PROSITE documentation PDOC00130

Insulinase family, zinc-binding region signature

A number of proteases dependent on divalent cations for their activity have been shown [1,2] to belong to one family, on the basis of sequence similarity. These enzymes are listed below.

• Insulinase (EC 3.4.24.56) (also known as insulysin or insulin-degrading enzyme or IDE), a cytoplasmic enzyme which seems to be involved in the cellular processing of insulin, glucagon and other small polypeptides.
• Escherichia coli protease III (EC 3.4.24.55) (pitrilysin) (gene ptr), a periplasmic enzyme that degrades small peptides.
• Mitochondrial processing peptidase (EC 3.4.24.64) (MPP). This enzyme removes the transit peptide from the precursor form of proteins imported from the cytoplasm across the mitochondrial inner membrane. It is composed of two nonidentical homologous subunits termed α and β. The β subunit seems to be catalytically active while the α subunit has probably lost its activity.
• Nardilysin (EC 3.4.24.61) (N-arginine dibasic convertase or NRD convertase) this mammalian enzyme cleaves peptide substrates on the N-terminus of Arg residues in dibasic stretches.
• Klebsiella pneumoniae protein pqqF. This protein is required for the biosynthesis of the coenzyme pyrrolo-quinoline-quinone (PQQ). It is thought to be protease that cleaves peptide bonds in a small peptide (gene pqqA) thus providing the glutamate and tyrosine residues necessary for the synthesis of PQQ.
• Yeast protein AXL1, which is involved in axial budding [3].
• Eimeria bovis sporozoite developmental protein.
• Escherichia coli hypothetical protein yddC and HI1368, the corresponding Haemophilus influenzae protein.
• Bacillus subtilis hypothetical protein ymxG.
• Caenorhabditis elegans hypothetical proteins C28F5.4 and F56D2.1.

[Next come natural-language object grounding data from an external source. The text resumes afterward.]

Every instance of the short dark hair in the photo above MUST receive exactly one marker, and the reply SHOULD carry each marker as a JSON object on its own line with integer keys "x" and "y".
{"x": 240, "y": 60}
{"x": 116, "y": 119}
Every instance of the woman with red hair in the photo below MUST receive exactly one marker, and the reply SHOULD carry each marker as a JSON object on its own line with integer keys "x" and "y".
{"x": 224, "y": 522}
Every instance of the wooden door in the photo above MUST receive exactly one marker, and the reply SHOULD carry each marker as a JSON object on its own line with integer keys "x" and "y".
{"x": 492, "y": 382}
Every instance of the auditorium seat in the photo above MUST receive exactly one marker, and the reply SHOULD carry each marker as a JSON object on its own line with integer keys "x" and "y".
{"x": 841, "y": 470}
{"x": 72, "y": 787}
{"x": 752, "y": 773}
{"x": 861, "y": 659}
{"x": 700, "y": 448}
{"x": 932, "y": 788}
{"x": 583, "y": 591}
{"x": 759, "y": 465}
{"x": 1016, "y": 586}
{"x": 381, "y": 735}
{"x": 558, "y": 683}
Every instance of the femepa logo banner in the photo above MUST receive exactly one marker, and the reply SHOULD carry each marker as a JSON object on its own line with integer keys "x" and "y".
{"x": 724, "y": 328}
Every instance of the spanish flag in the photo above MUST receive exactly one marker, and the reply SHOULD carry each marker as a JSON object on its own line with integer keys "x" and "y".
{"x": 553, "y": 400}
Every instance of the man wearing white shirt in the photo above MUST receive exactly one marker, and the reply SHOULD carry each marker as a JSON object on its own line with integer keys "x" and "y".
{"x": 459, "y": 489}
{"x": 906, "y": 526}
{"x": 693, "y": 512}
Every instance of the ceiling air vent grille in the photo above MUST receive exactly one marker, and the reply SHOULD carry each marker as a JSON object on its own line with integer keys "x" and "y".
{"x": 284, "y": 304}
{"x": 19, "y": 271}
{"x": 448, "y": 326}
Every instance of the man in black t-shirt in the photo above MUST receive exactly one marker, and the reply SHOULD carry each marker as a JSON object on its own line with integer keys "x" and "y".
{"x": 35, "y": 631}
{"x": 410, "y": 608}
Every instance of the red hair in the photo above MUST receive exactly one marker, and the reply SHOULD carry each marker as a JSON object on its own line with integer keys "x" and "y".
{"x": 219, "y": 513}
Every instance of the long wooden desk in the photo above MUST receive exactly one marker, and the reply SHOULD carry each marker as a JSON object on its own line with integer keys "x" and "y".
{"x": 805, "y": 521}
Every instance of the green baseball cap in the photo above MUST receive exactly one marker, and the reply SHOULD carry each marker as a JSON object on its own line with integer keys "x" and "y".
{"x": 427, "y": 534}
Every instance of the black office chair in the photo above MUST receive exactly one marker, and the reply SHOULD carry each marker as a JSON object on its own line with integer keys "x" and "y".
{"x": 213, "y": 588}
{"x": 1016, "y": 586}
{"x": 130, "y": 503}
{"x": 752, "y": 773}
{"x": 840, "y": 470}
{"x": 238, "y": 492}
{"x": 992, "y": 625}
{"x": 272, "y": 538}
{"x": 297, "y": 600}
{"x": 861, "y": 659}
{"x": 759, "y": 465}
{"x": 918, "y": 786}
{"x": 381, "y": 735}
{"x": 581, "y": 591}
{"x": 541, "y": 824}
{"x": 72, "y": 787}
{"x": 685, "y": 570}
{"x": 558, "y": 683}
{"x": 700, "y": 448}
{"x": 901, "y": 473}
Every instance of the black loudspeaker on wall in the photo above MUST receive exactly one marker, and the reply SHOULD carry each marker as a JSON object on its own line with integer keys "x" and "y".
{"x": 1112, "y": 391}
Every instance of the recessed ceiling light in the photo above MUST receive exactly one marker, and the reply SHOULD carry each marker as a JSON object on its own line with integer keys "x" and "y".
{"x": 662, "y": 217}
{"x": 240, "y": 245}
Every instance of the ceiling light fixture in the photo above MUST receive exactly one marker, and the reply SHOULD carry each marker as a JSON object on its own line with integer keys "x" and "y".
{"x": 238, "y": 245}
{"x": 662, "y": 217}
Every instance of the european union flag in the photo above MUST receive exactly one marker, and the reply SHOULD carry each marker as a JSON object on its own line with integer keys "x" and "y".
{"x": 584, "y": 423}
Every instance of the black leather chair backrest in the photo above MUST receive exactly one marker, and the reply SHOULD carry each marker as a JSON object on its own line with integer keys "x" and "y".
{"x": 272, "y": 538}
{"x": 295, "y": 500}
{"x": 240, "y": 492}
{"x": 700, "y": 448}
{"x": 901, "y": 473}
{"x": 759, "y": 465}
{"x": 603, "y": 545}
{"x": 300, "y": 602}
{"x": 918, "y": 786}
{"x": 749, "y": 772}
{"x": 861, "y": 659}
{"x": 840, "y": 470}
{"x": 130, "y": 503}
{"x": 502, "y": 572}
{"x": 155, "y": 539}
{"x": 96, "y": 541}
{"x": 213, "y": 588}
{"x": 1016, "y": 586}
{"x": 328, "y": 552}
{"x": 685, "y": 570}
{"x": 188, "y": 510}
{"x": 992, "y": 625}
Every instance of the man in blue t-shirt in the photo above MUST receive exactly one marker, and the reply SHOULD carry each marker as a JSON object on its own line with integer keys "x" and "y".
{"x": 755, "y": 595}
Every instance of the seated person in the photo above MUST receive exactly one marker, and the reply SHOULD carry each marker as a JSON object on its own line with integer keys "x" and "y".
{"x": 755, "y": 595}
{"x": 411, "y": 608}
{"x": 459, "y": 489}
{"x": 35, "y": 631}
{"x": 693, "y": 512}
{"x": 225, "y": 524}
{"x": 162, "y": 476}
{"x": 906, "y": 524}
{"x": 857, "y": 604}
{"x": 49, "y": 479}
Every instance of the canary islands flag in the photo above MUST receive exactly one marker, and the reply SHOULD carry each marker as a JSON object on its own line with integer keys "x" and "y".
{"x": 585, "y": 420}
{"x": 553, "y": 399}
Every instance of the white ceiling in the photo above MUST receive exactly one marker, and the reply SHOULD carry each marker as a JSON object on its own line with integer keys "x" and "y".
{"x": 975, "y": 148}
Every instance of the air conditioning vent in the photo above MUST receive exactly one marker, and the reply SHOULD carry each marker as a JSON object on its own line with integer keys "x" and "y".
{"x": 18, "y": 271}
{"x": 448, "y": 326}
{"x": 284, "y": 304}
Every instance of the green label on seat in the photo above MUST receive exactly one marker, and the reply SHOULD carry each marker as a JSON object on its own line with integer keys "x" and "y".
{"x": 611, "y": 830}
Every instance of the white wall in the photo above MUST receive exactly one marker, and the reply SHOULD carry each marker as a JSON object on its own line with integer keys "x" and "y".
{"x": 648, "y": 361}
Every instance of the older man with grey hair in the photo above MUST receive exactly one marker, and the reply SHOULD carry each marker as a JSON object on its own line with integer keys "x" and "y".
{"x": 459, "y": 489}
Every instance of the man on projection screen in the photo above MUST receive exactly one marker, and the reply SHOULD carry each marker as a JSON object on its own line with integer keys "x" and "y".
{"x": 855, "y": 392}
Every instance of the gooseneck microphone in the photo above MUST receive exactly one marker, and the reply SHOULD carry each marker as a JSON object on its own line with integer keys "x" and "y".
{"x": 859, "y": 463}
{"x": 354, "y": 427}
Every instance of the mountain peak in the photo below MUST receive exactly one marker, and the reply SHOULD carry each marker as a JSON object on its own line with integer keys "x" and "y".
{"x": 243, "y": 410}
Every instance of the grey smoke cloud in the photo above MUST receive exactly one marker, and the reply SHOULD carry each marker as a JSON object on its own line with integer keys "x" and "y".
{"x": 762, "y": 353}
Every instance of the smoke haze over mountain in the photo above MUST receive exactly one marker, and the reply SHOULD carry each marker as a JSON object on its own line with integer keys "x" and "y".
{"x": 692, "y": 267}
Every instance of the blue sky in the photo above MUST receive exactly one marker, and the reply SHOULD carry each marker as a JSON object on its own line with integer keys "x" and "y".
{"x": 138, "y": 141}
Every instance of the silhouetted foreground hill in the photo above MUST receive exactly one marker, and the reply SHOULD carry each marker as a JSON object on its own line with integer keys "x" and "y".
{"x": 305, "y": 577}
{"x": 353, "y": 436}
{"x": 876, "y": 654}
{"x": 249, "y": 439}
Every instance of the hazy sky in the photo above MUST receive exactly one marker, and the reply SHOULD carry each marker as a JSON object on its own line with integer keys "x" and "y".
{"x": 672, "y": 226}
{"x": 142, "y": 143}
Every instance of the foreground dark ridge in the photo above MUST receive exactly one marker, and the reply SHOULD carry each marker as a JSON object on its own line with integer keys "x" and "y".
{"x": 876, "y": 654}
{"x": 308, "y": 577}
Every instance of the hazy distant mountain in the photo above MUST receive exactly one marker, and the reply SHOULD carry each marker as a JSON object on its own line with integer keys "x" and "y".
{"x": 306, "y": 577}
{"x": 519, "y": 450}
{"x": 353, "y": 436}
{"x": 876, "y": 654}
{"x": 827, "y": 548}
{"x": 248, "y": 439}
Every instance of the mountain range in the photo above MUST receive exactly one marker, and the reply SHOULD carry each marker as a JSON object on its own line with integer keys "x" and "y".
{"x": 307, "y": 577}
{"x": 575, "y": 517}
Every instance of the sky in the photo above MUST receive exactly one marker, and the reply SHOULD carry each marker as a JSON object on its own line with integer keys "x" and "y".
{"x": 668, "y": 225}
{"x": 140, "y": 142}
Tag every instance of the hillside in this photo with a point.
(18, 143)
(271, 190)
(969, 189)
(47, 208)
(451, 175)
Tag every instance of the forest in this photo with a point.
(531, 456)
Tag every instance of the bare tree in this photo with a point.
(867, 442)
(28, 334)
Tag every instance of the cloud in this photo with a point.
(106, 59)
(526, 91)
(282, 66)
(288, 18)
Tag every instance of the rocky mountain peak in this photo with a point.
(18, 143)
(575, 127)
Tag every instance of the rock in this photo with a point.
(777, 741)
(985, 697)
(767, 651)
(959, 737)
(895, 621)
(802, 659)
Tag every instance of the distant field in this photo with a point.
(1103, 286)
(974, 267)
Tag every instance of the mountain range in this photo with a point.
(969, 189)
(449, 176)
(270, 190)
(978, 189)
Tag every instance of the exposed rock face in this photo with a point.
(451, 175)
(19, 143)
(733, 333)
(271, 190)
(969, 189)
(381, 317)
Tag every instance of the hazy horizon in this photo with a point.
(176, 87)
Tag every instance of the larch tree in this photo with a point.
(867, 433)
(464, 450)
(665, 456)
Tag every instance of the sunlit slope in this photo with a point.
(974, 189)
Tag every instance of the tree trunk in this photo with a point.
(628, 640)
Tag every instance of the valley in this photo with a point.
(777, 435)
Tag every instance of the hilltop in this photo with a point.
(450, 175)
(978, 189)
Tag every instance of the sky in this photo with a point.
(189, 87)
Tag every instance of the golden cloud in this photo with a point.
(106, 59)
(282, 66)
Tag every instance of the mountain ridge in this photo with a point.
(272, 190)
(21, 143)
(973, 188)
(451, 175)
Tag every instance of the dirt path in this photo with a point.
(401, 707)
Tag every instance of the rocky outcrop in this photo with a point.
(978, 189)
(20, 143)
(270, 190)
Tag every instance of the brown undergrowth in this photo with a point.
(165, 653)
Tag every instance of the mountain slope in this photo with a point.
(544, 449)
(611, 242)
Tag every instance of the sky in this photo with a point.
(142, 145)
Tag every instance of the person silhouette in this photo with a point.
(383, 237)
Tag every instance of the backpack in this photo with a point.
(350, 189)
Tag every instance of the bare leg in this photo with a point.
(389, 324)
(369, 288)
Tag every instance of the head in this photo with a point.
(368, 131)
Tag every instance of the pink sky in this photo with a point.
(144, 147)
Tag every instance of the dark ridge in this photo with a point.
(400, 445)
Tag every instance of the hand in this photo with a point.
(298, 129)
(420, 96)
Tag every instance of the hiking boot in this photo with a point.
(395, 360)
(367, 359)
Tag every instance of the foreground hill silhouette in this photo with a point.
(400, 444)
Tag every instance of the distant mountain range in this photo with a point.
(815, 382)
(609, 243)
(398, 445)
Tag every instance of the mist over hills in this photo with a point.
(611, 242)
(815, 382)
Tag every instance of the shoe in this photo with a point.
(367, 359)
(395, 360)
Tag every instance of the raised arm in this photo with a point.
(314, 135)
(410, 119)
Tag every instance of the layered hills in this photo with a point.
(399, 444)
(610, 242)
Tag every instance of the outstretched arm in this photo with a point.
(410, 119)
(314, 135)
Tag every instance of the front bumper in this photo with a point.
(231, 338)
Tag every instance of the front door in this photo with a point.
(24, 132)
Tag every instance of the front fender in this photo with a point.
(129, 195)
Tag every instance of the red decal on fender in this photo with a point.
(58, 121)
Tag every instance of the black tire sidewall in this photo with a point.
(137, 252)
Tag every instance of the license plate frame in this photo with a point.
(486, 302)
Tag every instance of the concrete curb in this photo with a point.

It should be noted that in addition to the above enzymes, this family also includes the core proteins I and II of the mitochondrial bc1 complex (also called cytochrome c reductase or complex III), but the situation as to the activity or lack of activity of these subunits is quite complex:

• In mammals and yeast, core proteins I and II lack enzymatic activity.
• In Neurospora crassa and in potato core protein I is equivalent to the β subunit of MPP.
• In Euglena gracilis, core protein I seems to be active, while subunit II is inactive.

These proteins do not share many regions of sequence similarity; the most noticeable is in the N-terminal section. This region includes a conserved histidine followed, two residues later by a glutamate and another histidine. In pitrilysin, it has been shown [4] that this H-x-x-E-H motif is involved in enzyme activity; the two histidines bind zinc and the glutamate is necessary for catalytic activity. Non active members of this family have lost from one to three of these active site residues. We developed a signature pattern that detect active members of this family as well as some inactive members.